The Securities and Exchange Commission has adopted interim final amendments to implement congressionally mandated submission and disclosure requirements of the Holding Foreign Companies Accountable Act (HFCA Act).
The interim final amendments will apply to registrants that the Commission identifies as having filed an annual report on Forms 10-K, 20-F, 40-F, or N-CSR with an audit report issued by a registered public accounting firm that is located in a foreign jurisdiction and that the Public Company Accounting Oversight Board (PCAOB) has determined it is unable to inspect or investigate completely because of a position taken by an authority in that jurisdiction. Before any registrant will have to comply with the interim final amendments, the Commission must implement a process for identifying such a registrant. Thus, the Commission is seeking public comment on this identification process.
Consistent with the HFCA Act, the amendments will require any such identified registrant to submit documentation to the Commission establishing that the registrant is not owned or controlled by a governmental entity in that foreign jurisdiction, and will also require disclosure in a foreign issuer’s annual report regarding the audit arrangements of, and governmental influence on, such a registrant. The Commission is seeking public comment on these submission and disclosure requirements.
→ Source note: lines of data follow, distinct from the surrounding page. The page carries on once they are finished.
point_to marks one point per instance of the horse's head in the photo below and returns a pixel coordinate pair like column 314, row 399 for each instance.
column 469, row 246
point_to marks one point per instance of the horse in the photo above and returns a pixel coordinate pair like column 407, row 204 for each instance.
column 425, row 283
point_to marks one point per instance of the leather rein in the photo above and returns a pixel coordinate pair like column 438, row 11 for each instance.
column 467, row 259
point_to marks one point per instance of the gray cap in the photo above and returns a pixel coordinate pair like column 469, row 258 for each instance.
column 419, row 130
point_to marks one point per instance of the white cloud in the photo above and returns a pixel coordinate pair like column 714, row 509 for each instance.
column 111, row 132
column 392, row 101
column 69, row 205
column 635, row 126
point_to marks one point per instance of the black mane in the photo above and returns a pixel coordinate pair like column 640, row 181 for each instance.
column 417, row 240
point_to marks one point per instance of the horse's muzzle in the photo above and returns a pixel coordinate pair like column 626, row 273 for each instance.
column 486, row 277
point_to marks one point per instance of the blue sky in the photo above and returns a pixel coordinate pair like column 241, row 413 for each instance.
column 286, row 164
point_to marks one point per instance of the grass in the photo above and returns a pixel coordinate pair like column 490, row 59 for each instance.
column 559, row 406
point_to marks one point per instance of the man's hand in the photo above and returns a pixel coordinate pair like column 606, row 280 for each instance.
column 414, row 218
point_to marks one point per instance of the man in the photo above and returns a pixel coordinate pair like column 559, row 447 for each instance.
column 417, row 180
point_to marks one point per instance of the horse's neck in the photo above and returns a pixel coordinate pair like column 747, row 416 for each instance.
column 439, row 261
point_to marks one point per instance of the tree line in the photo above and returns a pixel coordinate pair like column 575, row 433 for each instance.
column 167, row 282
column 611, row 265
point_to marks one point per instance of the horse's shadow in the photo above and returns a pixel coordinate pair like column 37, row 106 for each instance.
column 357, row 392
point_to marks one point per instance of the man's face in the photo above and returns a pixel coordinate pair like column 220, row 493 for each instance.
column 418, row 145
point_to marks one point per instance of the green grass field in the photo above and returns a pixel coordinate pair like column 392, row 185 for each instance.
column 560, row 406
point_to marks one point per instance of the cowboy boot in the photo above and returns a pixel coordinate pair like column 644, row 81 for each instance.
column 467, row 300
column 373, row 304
The HFCA Act requires the Commission to issue rules within 90 days of the date of enactment to establish the manner and form in which registrants must comply with the documentation submission requirement. The Commission is issuing the interim final amendments to comply with this 90-day deadline.
The Commission staff is actively assessing how best to implement other requirements of the HFCA Act not subject to the 90-day deadline, including the identification process and the trading prohibition requirements.